Ocean freight shipping has hit the headlines again following rapid increases in spot rates on major trades out of the Far East – but is there more to the story?
Between 1 April and 22 May, average spot rates from the Far East increased into North Europe (+31%), US West Coast (+30%), Mediterranean (+25%) and US East Coast (+22%).
The reasons behind the dramatic increases on these four major trades was covered in last week’s Xeneta update, prompting speculation of an early peak season in 2024.
However, for all shippers, the most important trade lanes are always the ones they utilize in their own supply chains, whether that is a major trade such as the Transpacific or a smaller inter-regional feeder service.
This week’s Xeneta update will therefore look beyond the four fronthauls out of the Far East to understand if rapid spot rate increases have been seen on other top world trades.
Some spot rates continue to slide
Across Xeneta’s top 13 trades, which covers both major global fronthaul trades as well as the biggest backhauls, seven have posted an average spot rate increase since 1 April.
That means the remaining six top trades have seen spot rates continue to fall.
(Graph key: FE - Far East; SAEC - South America East Coast; NEUR - North Europe; USEC - US East Coast; MED - Mediterranean; USWC - US West Coast)
Rapid increase on Far East to South America trade
By far the biggest increase in rates across these top trades is from the Far East to South America East Coast, up by 83% since 1 April to stand at USD 6 320 per FEU on 22 May.
This is particularly notable given spot rates to South America East Coast did not see the same level of increase as other top trades during the Red Sea crisis, rising by ‘only’ 26% between 14 December 2023 and 8 January 2024.
So, while other trades remain below their Red Sea crisis peak despite the recent increases, the current spot rate of USD 6 320 per FEU from the Far East to South America East Coast is the highest it has been since October 2022.
Similar to the other top trades out of the Far East, the rallying spot market on the South America East Coast trade has driven up the spread between spot and long term rates.
The spread increased from USD 1 170 per FEU on 1 April to USD 3 815 on 22 May.
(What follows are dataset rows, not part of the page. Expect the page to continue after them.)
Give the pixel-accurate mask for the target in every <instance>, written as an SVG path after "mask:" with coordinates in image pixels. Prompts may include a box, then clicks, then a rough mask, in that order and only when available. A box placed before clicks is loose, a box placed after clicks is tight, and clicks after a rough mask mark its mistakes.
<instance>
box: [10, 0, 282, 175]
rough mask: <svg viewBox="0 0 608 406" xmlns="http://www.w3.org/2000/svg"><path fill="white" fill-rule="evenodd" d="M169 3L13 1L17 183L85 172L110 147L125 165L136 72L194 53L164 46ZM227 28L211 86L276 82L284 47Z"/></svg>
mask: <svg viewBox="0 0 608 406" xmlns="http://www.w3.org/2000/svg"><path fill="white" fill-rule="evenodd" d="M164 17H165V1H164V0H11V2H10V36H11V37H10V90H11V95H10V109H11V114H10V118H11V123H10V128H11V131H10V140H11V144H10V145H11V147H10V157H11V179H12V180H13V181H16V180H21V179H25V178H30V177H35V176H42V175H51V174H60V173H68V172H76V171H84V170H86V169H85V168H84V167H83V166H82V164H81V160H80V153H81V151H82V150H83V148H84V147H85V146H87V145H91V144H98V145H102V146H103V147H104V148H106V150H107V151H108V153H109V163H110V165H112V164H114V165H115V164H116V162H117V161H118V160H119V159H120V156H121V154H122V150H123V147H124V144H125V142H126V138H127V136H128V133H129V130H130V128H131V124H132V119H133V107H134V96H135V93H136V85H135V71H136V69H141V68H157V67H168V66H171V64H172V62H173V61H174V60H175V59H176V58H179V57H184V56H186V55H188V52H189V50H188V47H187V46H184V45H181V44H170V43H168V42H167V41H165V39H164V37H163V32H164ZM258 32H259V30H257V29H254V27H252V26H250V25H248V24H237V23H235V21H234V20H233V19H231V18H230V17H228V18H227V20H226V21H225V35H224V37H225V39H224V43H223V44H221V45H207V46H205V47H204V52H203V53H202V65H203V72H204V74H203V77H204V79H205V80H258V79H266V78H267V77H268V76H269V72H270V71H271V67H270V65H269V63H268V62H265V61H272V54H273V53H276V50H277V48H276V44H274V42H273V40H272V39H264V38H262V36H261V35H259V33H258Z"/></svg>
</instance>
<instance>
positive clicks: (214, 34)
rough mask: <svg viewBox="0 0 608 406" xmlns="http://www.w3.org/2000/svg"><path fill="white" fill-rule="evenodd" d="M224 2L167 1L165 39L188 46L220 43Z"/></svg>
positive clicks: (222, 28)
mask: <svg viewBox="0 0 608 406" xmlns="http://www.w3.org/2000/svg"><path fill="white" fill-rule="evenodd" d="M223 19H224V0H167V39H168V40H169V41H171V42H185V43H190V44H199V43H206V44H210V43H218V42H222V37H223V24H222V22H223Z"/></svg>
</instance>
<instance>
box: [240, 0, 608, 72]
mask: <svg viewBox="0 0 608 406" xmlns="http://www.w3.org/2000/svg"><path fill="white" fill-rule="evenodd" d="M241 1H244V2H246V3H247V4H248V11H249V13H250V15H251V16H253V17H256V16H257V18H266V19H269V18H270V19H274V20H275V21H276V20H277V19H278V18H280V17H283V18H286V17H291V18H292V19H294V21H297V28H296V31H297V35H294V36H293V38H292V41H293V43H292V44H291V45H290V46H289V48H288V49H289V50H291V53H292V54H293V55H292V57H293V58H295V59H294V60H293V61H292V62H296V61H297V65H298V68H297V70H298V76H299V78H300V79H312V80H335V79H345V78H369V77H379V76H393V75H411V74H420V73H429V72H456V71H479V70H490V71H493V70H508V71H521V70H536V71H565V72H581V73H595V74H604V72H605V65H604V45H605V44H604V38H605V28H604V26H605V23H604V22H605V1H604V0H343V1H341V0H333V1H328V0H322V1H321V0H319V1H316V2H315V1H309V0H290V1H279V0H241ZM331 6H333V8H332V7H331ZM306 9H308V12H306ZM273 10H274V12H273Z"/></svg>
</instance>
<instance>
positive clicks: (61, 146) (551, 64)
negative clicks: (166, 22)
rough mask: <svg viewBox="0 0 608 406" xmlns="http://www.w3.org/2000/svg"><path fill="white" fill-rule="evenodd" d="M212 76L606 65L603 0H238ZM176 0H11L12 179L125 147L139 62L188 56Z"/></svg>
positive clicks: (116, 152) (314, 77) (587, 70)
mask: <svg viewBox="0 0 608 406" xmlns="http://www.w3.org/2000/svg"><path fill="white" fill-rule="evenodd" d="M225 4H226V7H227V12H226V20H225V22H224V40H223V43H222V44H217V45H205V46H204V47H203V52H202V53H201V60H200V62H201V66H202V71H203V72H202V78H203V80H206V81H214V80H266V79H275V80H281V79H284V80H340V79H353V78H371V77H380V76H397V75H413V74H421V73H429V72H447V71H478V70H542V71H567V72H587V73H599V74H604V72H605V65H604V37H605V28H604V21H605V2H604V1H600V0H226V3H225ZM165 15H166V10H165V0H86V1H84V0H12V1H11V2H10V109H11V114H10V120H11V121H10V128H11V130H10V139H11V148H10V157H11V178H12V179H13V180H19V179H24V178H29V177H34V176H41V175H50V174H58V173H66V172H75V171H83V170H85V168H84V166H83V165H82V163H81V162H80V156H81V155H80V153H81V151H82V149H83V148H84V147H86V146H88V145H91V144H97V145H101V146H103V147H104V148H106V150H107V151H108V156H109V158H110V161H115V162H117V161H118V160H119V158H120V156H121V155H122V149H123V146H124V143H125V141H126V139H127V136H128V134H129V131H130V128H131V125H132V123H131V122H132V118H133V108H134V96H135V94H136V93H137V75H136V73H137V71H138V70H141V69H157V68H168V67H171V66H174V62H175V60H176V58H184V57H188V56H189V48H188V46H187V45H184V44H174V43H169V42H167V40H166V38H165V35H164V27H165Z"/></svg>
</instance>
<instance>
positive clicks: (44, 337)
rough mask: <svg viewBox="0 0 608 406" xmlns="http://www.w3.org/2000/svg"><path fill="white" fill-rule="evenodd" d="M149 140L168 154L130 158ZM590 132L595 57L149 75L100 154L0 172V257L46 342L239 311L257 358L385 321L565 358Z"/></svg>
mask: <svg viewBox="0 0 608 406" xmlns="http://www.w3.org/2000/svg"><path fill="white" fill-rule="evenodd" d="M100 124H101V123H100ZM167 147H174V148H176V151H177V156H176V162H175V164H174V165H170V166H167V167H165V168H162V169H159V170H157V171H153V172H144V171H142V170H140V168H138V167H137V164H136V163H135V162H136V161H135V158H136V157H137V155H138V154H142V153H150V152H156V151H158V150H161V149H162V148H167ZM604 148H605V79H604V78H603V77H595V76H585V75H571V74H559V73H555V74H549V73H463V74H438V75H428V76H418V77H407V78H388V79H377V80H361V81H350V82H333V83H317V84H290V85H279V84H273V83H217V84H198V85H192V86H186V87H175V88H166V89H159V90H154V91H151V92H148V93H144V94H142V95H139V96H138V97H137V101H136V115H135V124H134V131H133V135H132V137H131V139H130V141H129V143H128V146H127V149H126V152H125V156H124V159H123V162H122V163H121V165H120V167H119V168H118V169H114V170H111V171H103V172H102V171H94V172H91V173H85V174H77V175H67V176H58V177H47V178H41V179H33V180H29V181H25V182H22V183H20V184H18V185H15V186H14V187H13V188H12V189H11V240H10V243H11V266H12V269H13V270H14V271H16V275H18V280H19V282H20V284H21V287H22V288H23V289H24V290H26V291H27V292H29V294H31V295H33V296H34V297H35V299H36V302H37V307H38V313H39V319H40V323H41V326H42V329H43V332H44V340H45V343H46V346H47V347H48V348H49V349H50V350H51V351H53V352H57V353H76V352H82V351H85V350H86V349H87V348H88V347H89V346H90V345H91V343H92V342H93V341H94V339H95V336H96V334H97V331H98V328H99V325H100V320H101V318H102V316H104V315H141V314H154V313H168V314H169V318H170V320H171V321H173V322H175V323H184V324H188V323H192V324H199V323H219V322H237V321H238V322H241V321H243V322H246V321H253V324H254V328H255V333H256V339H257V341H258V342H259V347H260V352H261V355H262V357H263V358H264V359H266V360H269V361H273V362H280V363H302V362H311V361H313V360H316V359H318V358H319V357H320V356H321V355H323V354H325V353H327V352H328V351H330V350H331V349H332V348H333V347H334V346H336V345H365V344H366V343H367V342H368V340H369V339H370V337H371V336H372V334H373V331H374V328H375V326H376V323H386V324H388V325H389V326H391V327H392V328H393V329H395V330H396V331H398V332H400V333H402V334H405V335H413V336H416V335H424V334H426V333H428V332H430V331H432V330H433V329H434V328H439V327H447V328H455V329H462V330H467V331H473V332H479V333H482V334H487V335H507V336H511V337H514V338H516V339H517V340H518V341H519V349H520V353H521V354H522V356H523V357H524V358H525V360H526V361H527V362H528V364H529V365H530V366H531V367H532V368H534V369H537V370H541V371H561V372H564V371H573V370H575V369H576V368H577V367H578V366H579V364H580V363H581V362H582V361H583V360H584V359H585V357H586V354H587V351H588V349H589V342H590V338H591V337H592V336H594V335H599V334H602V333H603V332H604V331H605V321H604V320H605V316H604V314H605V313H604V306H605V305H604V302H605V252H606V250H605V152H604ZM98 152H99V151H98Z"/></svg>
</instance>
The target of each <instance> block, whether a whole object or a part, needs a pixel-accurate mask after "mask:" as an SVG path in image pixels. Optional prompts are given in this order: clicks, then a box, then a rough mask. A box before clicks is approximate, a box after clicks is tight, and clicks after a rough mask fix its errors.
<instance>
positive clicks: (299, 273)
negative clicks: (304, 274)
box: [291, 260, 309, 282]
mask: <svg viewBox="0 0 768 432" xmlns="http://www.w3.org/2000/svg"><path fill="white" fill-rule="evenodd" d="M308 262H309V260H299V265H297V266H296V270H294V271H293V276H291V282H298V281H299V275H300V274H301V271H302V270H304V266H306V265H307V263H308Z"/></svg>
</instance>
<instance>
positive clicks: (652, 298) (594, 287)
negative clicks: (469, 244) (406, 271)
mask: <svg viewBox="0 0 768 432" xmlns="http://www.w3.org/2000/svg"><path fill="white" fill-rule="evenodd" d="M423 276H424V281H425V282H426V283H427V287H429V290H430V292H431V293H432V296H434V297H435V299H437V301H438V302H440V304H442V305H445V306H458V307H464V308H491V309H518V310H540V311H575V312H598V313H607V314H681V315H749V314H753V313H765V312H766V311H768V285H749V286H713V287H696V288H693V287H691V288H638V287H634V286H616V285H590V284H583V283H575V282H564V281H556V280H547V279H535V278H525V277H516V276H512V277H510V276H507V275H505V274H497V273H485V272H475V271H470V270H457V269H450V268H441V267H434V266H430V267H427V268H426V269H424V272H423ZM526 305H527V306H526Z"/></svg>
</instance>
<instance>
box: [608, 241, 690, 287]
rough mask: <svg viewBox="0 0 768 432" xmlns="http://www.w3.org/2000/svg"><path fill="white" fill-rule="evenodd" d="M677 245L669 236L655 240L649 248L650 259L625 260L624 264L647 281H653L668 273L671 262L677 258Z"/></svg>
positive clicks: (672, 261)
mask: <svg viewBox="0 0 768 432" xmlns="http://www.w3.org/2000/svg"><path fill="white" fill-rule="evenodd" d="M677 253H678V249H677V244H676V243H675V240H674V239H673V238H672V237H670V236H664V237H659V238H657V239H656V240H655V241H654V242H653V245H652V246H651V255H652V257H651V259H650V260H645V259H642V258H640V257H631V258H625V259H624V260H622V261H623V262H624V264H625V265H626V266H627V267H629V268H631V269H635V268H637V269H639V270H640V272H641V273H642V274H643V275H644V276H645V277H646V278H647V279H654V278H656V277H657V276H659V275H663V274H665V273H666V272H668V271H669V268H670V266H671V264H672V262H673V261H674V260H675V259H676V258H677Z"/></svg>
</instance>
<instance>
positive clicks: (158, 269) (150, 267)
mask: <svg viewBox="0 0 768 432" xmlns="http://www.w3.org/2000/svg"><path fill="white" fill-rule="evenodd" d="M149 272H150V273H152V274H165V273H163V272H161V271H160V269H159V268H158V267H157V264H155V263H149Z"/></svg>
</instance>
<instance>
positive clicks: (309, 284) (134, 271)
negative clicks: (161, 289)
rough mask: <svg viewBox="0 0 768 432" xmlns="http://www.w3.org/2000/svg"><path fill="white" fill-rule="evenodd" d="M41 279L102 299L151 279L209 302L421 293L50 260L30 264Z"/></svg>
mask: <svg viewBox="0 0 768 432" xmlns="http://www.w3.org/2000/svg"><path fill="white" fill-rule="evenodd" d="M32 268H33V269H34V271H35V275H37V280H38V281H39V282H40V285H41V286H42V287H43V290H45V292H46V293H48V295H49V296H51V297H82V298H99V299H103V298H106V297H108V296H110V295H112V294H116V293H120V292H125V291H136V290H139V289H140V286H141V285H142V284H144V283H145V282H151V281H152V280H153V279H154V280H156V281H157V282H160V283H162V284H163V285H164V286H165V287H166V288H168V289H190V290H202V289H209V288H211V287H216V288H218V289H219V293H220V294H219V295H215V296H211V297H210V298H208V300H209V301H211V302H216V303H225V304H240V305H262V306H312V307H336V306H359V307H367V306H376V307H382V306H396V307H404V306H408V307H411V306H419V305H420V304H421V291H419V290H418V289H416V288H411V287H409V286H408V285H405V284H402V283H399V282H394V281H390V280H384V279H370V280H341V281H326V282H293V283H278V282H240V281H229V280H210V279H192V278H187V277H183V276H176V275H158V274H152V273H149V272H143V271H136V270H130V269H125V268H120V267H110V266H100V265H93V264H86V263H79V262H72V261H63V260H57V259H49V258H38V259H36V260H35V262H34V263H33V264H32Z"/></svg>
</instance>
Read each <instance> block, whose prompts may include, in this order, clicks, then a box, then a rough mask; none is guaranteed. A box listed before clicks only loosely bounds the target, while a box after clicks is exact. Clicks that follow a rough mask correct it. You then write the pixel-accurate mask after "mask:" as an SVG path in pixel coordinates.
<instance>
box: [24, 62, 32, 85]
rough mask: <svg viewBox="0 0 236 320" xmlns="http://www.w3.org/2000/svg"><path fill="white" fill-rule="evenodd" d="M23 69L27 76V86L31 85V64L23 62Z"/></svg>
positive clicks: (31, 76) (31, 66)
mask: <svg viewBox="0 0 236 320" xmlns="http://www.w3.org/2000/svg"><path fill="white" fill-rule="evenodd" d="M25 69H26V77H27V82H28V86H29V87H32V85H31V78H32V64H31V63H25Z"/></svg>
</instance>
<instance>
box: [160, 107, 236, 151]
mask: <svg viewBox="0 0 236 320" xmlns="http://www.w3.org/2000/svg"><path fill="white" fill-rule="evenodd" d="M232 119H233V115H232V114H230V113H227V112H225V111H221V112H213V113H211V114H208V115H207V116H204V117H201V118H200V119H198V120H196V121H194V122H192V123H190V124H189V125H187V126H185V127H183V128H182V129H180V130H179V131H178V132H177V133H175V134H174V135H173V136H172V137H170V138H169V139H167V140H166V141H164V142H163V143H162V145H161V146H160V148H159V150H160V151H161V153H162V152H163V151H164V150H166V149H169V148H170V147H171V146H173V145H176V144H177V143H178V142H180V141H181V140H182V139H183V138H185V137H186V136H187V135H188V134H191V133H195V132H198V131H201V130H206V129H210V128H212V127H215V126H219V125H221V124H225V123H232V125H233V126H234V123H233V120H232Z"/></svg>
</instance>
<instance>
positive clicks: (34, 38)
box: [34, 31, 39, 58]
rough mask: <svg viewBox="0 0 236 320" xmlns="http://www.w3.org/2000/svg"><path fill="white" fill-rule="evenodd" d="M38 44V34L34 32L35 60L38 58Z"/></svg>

This is predominantly due to the rapid rise in spot rates, with long term rates increasing by only USD 220 per FEU in that time.
However, even this small increase of USD 220 per FEU means the Far East to South America East Coast has seen the biggest increase in long term rates since 1 April across Xeneta’s top 13 trades.
Shippers will welcome softening spot market
There is better news for shippers elsewhere on the Xeneta top 13 trades where spot rates have fallen over the past two months.
While these decreases are not as dramatic as the increases found on the Far East outbound trades, it is still welcome respite for shippers who have been exposed to a volatile market in recent months due to the situation in the Red Sea.
The biggest decrease is found on the backhaul from North Europe to the Far East, where spot rates have fallen by 10.4% since 1 April to land at USD 820 per FEU on 22 May.
Two other backhauls to the Far East included in Xeneta’s top 13 trades have also seen falling spot rates. From the Far East into the Mediterranean, spot rates are down by 6.5% from the start of April, while from the US West Coast they are down by 7.1%.
However, out of the three trades highlighted above which have seen spot rates fall, only the US West Coast to Far East is below where it was at the end of last year.
Despite seeing the biggest decrease out of the top 13 trades since 1 April, the North Europe to Far East average spot rate is still 95% higher than 31 December 2023 (before the Red Sea crisis caused rates to spike).
Mixed outlook on the Transatlantic
Finally, the Transatlantic trades typify the contrasting spot markets across the Xeneta top 13 trades.
The two fronthauls from North Europe and the Mediterranean to the US East Coast have fallen since 1 April, down by 3.1% and 6.3% respectively.
However, in the past few years, these trades from Europe to US East Coast have followed developments on the major trades out of the Far East, only with several months delay.
For example, as rates increase on a fronthaul out of the Far East, carriers tend to shift capacity onto this trade to make more money. This additional capacity often comes from trades such as the Transatlantic, which in turn places upward pressure on rates.
The fact this re-deployment of capacity takes a number of months to complete explains the delayed uptick in rates on the Transatlantic trades.
What next for the top 13 trades?
The major fronthaul trades from the Far East, which have already seen dramatic spot rate increases, can be used a barometer for how the rest of the market may react in the coming months.
If so, then the softening spot market on six of the 13 top trades may be short-lived before upward pressure returns.
However, there are no guarantees and it remains important that shippers use data to monitor the trades within their individual supply chains.
With shippers seemingly frontloading imports ahead of the traditional peak season in Q3, early Xeneta data for June suggests spot rates will continue rising on these top four fronthaul trades out of the Far East.
While it is unlikely a capacity squeeze will see rates increase to the heights seen during Covid-19, reaching the levels witnessed during the Red Sea crisis earlier in 2024 is not out of the question.